Madame Haupt had put back her pork and onions on the stove. She turned to him and answered, out of the steam and noise: "Git me ten dollars cash, und so you can pay me the rest next mont'."

"I can't do it—I haven't got it!" Jurgis protested. "I tell you I have only a dollar and a quarter." (19.21-24)

This is one part of Jurgis's desperate exchange with Madame Haupt, the midwife. We find it interesting because Jurgis's accent has completely disappeared from the spelling of his dialogue. Madame Haupt's heavy German accent is carefully spelled out, though: "Git", "und," "vould," and so on. Why does Sinclair spell out Madame Haupt's accent but not Jurgis's? One reason might be that Sinclair wants to emphasize our sense of Madame Haupt's foreignness to us as readers. He doesn't want us to sympathize with Madame Haupt in this scene, but he wants us to like Jurgis. So, the dialogue makes Jurgis's speech familiar and standard while Madame Haupt sounds accented and strange.

Quote #11

[Jurgis] did his best, flying here and there, placing them in rows and showing them the tricks; he had never given an order in his life before, but he had taken enough of them to know, and he soon fell into the spirit of it, and roared and stormed like any old stager. He had not the most tractable pupils, however. "See hyar, boss," a big black "buck" would begin, "ef you doan' like de way Ah does dis job, you kin get somebody else to do it." Then a crowd would gather and listen, muttering threats. After the first meal nearly all the steel knives had been missing, and now every N***o had one, ground to a fine point, hidden in his boots. (26.36)
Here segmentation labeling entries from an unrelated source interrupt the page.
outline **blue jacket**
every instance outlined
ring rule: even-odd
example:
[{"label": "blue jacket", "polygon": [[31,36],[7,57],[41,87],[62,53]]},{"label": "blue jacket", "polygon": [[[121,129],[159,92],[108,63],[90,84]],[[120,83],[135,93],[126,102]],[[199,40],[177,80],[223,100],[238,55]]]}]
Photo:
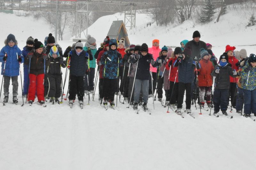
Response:
[{"label": "blue jacket", "polygon": [[88,54],[83,50],[78,56],[74,49],[72,51],[72,55],[70,57],[70,73],[75,76],[84,76],[88,68],[87,61]]},{"label": "blue jacket", "polygon": [[20,63],[17,58],[17,53],[18,56],[20,56],[22,59],[21,63],[24,62],[24,58],[22,55],[21,51],[17,45],[12,47],[10,47],[8,45],[4,47],[0,51],[0,62],[2,63],[2,71],[1,74],[4,73],[4,62],[3,60],[5,55],[5,53],[7,54],[7,58],[5,64],[5,71],[4,75],[9,77],[18,76],[20,75]]},{"label": "blue jacket", "polygon": [[179,63],[178,59],[175,61],[173,65],[174,67],[179,66],[179,82],[184,83],[192,83],[195,77],[195,68],[196,65],[197,69],[200,69],[200,65],[196,63],[191,57],[186,57],[184,60],[181,60]]}]

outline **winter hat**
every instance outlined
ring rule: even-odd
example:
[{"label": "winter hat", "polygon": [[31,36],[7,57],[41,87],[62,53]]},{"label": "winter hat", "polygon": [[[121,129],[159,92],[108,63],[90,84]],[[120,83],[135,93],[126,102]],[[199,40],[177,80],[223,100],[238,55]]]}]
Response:
[{"label": "winter hat", "polygon": [[221,59],[226,59],[227,62],[228,61],[228,53],[226,52],[223,52],[223,54],[220,56],[220,61]]},{"label": "winter hat", "polygon": [[41,42],[38,41],[38,40],[36,38],[34,40],[35,43],[34,44],[34,49],[36,50],[39,48],[44,48],[44,44],[43,44]]},{"label": "winter hat", "polygon": [[135,48],[135,45],[134,44],[131,44],[130,45],[130,51],[132,51],[132,50],[134,50],[134,48]]},{"label": "winter hat", "polygon": [[173,52],[172,49],[171,47],[168,48],[168,50],[167,52],[167,57],[169,57],[172,56],[172,54]]},{"label": "winter hat", "polygon": [[157,40],[157,39],[155,39],[155,40],[153,40],[153,41],[152,41],[152,43],[154,44],[155,42],[157,42],[158,44],[159,43],[159,40]]},{"label": "winter hat", "polygon": [[52,57],[52,54],[56,54],[58,55],[57,57],[60,57],[60,53],[59,53],[58,50],[58,48],[55,46],[53,46],[51,48],[50,50],[50,55],[51,57]]},{"label": "winter hat", "polygon": [[51,43],[55,43],[55,38],[52,36],[51,33],[49,34],[49,36],[47,38],[47,43],[51,44]]},{"label": "winter hat", "polygon": [[248,62],[252,62],[254,63],[256,62],[256,55],[254,54],[250,54],[250,56],[249,57],[250,61],[248,61]]},{"label": "winter hat", "polygon": [[135,46],[135,47],[134,48],[134,50],[135,51],[140,51],[140,47],[141,46],[140,46],[140,45],[138,44],[136,45]]},{"label": "winter hat", "polygon": [[84,45],[81,42],[81,40],[79,40],[78,42],[76,43],[76,45],[75,46],[75,48],[76,50],[77,49],[83,50],[83,48],[84,47]]},{"label": "winter hat", "polygon": [[174,49],[174,54],[181,54],[182,53],[182,50],[181,48],[179,47],[176,47]]},{"label": "winter hat", "polygon": [[193,33],[193,38],[196,37],[201,37],[201,35],[198,31],[196,31]]},{"label": "winter hat", "polygon": [[206,43],[206,46],[207,47],[207,48],[208,48],[208,47],[209,47],[210,46],[212,46],[212,44],[210,44],[210,43]]},{"label": "winter hat", "polygon": [[91,36],[91,35],[88,34],[86,37],[87,39],[87,42],[89,43],[89,44],[93,44],[96,42],[96,39]]},{"label": "winter hat", "polygon": [[233,51],[233,50],[236,49],[235,47],[231,47],[229,45],[228,45],[226,46],[226,49],[225,50],[225,52],[228,53],[229,51]]},{"label": "winter hat", "polygon": [[212,51],[210,49],[207,49],[207,51],[208,52],[208,53],[209,54],[211,54],[212,56],[213,55],[213,53],[212,53]]},{"label": "winter hat", "polygon": [[141,46],[140,47],[141,51],[146,51],[147,52],[148,52],[148,47],[146,43],[143,43],[141,45]]},{"label": "winter hat", "polygon": [[28,38],[28,39],[27,40],[26,43],[27,43],[27,44],[34,45],[34,44],[35,43],[34,39],[33,38],[32,36],[30,36]]},{"label": "winter hat", "polygon": [[247,52],[245,49],[241,49],[240,51],[239,51],[239,54],[240,55],[240,57],[244,58],[245,58],[247,57]]},{"label": "winter hat", "polygon": [[106,38],[104,39],[104,41],[103,41],[103,44],[105,44],[106,42],[107,41],[108,41],[109,42],[109,37],[108,36],[106,36]]},{"label": "winter hat", "polygon": [[16,42],[16,39],[15,38],[15,36],[14,36],[14,35],[11,34],[10,34],[7,36],[6,40],[7,43],[10,42]]},{"label": "winter hat", "polygon": [[118,41],[118,44],[122,44],[124,46],[124,42],[125,41],[125,39],[124,39],[124,38],[121,38],[120,40]]},{"label": "winter hat", "polygon": [[201,58],[203,58],[205,56],[209,55],[209,53],[208,53],[208,51],[205,50],[204,48],[202,48],[200,49],[200,56]]},{"label": "winter hat", "polygon": [[161,51],[168,51],[168,48],[166,47],[166,46],[165,45],[162,47]]},{"label": "winter hat", "polygon": [[240,58],[240,54],[239,54],[239,51],[234,51],[234,55],[236,58],[238,60],[241,60],[241,58]]},{"label": "winter hat", "polygon": [[191,55],[192,54],[192,51],[191,51],[191,47],[190,46],[188,46],[184,49],[184,50],[183,51],[183,54],[184,54],[185,56],[191,57]]}]

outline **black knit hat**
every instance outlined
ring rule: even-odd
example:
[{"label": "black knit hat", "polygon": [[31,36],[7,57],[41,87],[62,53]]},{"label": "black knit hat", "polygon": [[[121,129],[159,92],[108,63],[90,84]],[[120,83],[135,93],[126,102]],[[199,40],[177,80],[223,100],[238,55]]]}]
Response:
[{"label": "black knit hat", "polygon": [[32,36],[30,36],[28,38],[28,39],[27,40],[26,43],[27,44],[34,45],[34,44],[35,43],[34,39],[33,38]]},{"label": "black knit hat", "polygon": [[193,38],[196,37],[201,37],[201,35],[198,31],[196,31],[193,33]]},{"label": "black knit hat", "polygon": [[220,56],[219,61],[220,61],[221,59],[226,59],[227,62],[228,61],[228,54],[226,52],[223,52],[223,54]]},{"label": "black knit hat", "polygon": [[55,43],[55,38],[52,36],[52,33],[50,33],[49,34],[49,36],[47,39],[47,43],[50,44],[51,43]]},{"label": "black knit hat", "polygon": [[146,51],[146,52],[148,52],[148,47],[147,44],[146,43],[143,43],[141,45],[141,46],[140,47],[141,51]]},{"label": "black knit hat", "polygon": [[192,51],[191,51],[191,47],[190,46],[188,46],[184,49],[183,51],[184,54],[186,57],[191,57],[192,55]]},{"label": "black knit hat", "polygon": [[41,42],[38,41],[38,40],[36,38],[35,39],[34,41],[35,42],[35,44],[34,44],[34,49],[35,50],[36,50],[41,47],[44,48],[44,44]]},{"label": "black knit hat", "polygon": [[139,51],[140,50],[140,47],[141,46],[140,46],[140,45],[136,45],[135,46],[135,47],[134,48],[134,51]]},{"label": "black knit hat", "polygon": [[14,36],[14,35],[11,34],[10,34],[7,36],[6,40],[7,42],[12,42],[15,43],[16,42],[16,39],[15,38],[15,36]]},{"label": "black knit hat", "polygon": [[180,47],[178,47],[175,48],[175,49],[174,49],[174,55],[181,53],[182,53],[182,50],[181,50],[181,48]]}]

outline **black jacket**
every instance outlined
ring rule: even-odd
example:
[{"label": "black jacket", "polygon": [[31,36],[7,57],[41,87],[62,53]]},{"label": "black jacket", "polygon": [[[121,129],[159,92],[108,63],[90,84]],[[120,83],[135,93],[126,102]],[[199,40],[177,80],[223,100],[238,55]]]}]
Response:
[{"label": "black jacket", "polygon": [[[50,65],[50,61],[49,58],[47,58],[45,60],[45,60],[43,58],[43,56],[46,57],[46,55],[43,53],[39,54],[35,51],[32,53],[30,52],[28,54],[24,62],[25,64],[28,65],[28,67],[30,68],[29,73],[38,75],[44,73],[45,71],[46,73],[47,66]],[[29,55],[32,55],[32,58],[30,59],[30,66],[29,65],[30,59],[28,57],[28,56]]]},{"label": "black jacket", "polygon": [[55,59],[53,57],[50,57],[49,59],[51,64],[48,73],[51,74],[62,74],[60,66],[63,68],[66,67],[65,65],[63,64],[63,58],[60,56]]},{"label": "black jacket", "polygon": [[[228,63],[224,67],[221,67],[220,64],[216,65],[215,68],[212,73],[212,75],[215,77],[215,88],[217,89],[228,89],[229,88],[229,76],[235,77],[236,75],[233,75],[233,70],[230,66],[231,64]],[[216,73],[215,70],[220,69],[220,73]]]},{"label": "black jacket", "polygon": [[196,42],[195,41],[194,39],[188,42],[186,44],[185,47],[187,47],[188,46],[191,47],[192,54],[190,57],[192,57],[193,59],[195,59],[195,57],[196,56],[197,58],[200,58],[200,49],[201,48],[204,48],[205,50],[207,50],[207,47],[205,42],[201,41]]},{"label": "black jacket", "polygon": [[[137,68],[137,72],[136,75],[136,79],[140,80],[149,80],[150,78],[150,73],[149,73],[149,68],[150,64],[148,62],[149,61],[153,60],[152,54],[148,53],[145,56],[141,55],[140,53],[139,53],[141,56],[141,58],[138,60],[138,66]],[[134,58],[131,59],[131,62],[134,64],[137,62],[137,60]],[[155,64],[153,65],[153,66],[156,67]]]}]

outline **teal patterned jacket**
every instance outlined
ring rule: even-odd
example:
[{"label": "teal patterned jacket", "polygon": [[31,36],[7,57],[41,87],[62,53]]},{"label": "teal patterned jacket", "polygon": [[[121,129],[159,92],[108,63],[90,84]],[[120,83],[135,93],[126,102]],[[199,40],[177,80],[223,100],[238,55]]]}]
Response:
[{"label": "teal patterned jacket", "polygon": [[250,64],[246,62],[241,72],[242,87],[249,90],[253,90],[256,89],[256,67],[252,67],[248,71],[247,68]]}]

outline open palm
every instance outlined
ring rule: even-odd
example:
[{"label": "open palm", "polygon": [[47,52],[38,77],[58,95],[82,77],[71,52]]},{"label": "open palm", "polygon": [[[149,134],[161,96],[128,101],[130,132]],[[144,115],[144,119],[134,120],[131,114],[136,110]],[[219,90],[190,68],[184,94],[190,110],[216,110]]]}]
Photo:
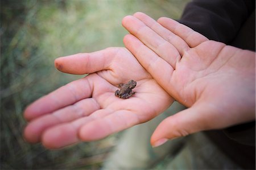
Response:
[{"label": "open palm", "polygon": [[137,13],[125,17],[123,25],[133,35],[125,37],[126,48],[172,97],[189,107],[159,125],[153,145],[255,119],[255,53],[209,40],[167,18],[156,22]]},{"label": "open palm", "polygon": [[[28,106],[24,136],[57,148],[80,140],[91,141],[146,122],[174,101],[125,48],[109,48],[55,60],[60,71],[90,73]],[[128,99],[115,96],[120,83],[137,82]]]}]

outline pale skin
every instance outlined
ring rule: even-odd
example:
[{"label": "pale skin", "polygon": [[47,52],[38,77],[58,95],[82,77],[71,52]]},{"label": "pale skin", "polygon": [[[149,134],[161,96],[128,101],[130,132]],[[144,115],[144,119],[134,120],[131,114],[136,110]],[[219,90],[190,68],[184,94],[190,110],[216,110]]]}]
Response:
[{"label": "pale skin", "polygon": [[[55,60],[60,71],[90,73],[60,88],[28,106],[24,137],[55,149],[102,139],[147,122],[174,99],[125,48],[109,48]],[[115,96],[118,84],[137,81],[129,99]]]},{"label": "pale skin", "polygon": [[[55,60],[63,72],[90,74],[27,107],[28,142],[52,149],[100,139],[154,118],[174,98],[189,108],[160,123],[153,146],[255,119],[255,53],[209,41],[168,18],[158,23],[139,13],[122,23],[134,35],[124,38],[133,55],[110,48]],[[136,93],[115,96],[118,85],[131,79]]]},{"label": "pale skin", "polygon": [[153,146],[255,120],[255,52],[209,40],[167,18],[156,22],[137,13],[122,24],[132,34],[124,38],[126,47],[170,96],[188,107],[159,125],[151,136]]}]

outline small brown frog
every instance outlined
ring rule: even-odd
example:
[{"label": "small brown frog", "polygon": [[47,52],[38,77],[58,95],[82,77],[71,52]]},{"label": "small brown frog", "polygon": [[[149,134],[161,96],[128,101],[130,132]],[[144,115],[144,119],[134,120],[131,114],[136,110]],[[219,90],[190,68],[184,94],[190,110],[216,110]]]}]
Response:
[{"label": "small brown frog", "polygon": [[115,96],[121,98],[126,99],[134,94],[135,92],[133,92],[132,89],[136,86],[136,81],[131,80],[126,84],[119,84],[118,87],[121,88],[120,90],[117,90]]}]

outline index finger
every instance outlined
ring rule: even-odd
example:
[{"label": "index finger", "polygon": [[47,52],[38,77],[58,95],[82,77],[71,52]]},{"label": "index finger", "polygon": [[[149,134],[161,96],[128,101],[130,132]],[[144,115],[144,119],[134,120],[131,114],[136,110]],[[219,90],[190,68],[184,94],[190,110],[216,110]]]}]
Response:
[{"label": "index finger", "polygon": [[87,77],[70,82],[29,105],[24,111],[24,117],[31,121],[89,98],[92,96],[92,85]]}]

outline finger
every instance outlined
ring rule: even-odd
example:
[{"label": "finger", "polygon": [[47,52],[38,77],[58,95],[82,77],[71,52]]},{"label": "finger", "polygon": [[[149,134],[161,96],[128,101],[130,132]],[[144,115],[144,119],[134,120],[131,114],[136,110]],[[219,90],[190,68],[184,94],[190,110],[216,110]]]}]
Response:
[{"label": "finger", "polygon": [[77,143],[80,140],[79,131],[81,127],[112,113],[110,110],[101,109],[88,117],[49,128],[43,133],[42,144],[48,148],[56,149]]},{"label": "finger", "polygon": [[[212,109],[212,106],[209,104],[193,105],[164,119],[151,136],[151,145],[157,147],[169,139],[203,130],[224,127],[221,126],[226,123],[221,122],[222,120],[219,118],[221,114],[218,115],[217,110]],[[216,121],[217,123],[214,122]]]},{"label": "finger", "polygon": [[69,83],[39,98],[26,108],[24,113],[25,118],[31,121],[90,97],[93,88],[88,77]]},{"label": "finger", "polygon": [[[200,33],[170,18],[162,17],[158,20],[158,22],[182,38],[191,48],[195,47],[203,42],[208,40],[208,39]],[[174,45],[174,44],[173,44]],[[177,45],[175,46],[177,48]]]},{"label": "finger", "polygon": [[85,125],[80,129],[79,136],[84,141],[98,140],[138,123],[139,119],[135,114],[128,110],[118,110]]},{"label": "finger", "polygon": [[88,115],[98,109],[98,105],[93,99],[87,98],[52,114],[42,116],[30,122],[26,127],[25,139],[30,143],[39,142],[41,136],[47,128]]},{"label": "finger", "polygon": [[154,78],[162,87],[169,89],[170,87],[166,86],[169,84],[174,68],[134,36],[130,34],[126,35],[123,43]]},{"label": "finger", "polygon": [[169,42],[151,30],[138,18],[127,16],[123,19],[123,26],[160,57],[175,67],[180,56],[177,49]]},{"label": "finger", "polygon": [[141,20],[166,41],[172,44],[180,55],[177,59],[180,59],[180,56],[183,56],[185,52],[189,49],[189,47],[181,38],[163,27],[145,14],[139,12],[135,13],[133,16]]},{"label": "finger", "polygon": [[55,67],[59,71],[76,74],[92,73],[109,69],[112,59],[118,48],[108,48],[92,53],[77,53],[57,58]]}]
In our discussion of Madame Haupt above, we mentioned that her accent comes through very strongly in dialogue where Jurgis's has disappeared in order to make her seem less relatable or likable to the reader. Well, it seems like the same thing is going on here with this extremely stereotypical and racially derogatory depiction of an African-American man refusing to work as Jurgis has demanded. Sinclair's rendering of an African-American accent – "See hyar, boss […] ef you doan' like de way Ah …" – makes the speaker's words seem alien and foolish to the reader. Sinclair is using accents (along with racial epithets and outright negative characterization) to make these temporary workers appear unpleasant to his imagined audience. Now, these passages describing the black workers who came to the meatpacking factories in 1904 when the (largely white) stockyard unions declared a strike seem like the most dated and offensive moments in the whole novel. How can Sinclair support racialist thinking when he also believes in organizing workers collectively? Are there signs at other points in the novel that Sinclair is trying to work against racial or national prejudices?

Quote #12

[Jurgis] waited long, long; and at last, when he was sure that he was no longer watched, he stole a glance out of the corner of his eyes at the woman who sat beside him. She was young and beautiful; she wore fine clothes, and was what is called a "lady." And she called him "comrade"! (28.44)

When Jurgis goes to his first Socialist Party meeting, he enters the building looking for a warm place to sit. He is not paying attention to the speaker at all. It is only when his neighbor – this well-dressed lady – nudges him and calls him comrade that Jurgis really starts to pay attention. All it takes is one respectful word from someone who appears highly placed in society to change all of Jurgis's bitterness and resistance to politics. Does this idealism about the power of language in the socialist context seem in keeping with other criticisms of language we find earlier in the novel? Does the style of these final few chapters change with the different, more openly political content, or does each part of The Jungle show stylistic uniformity?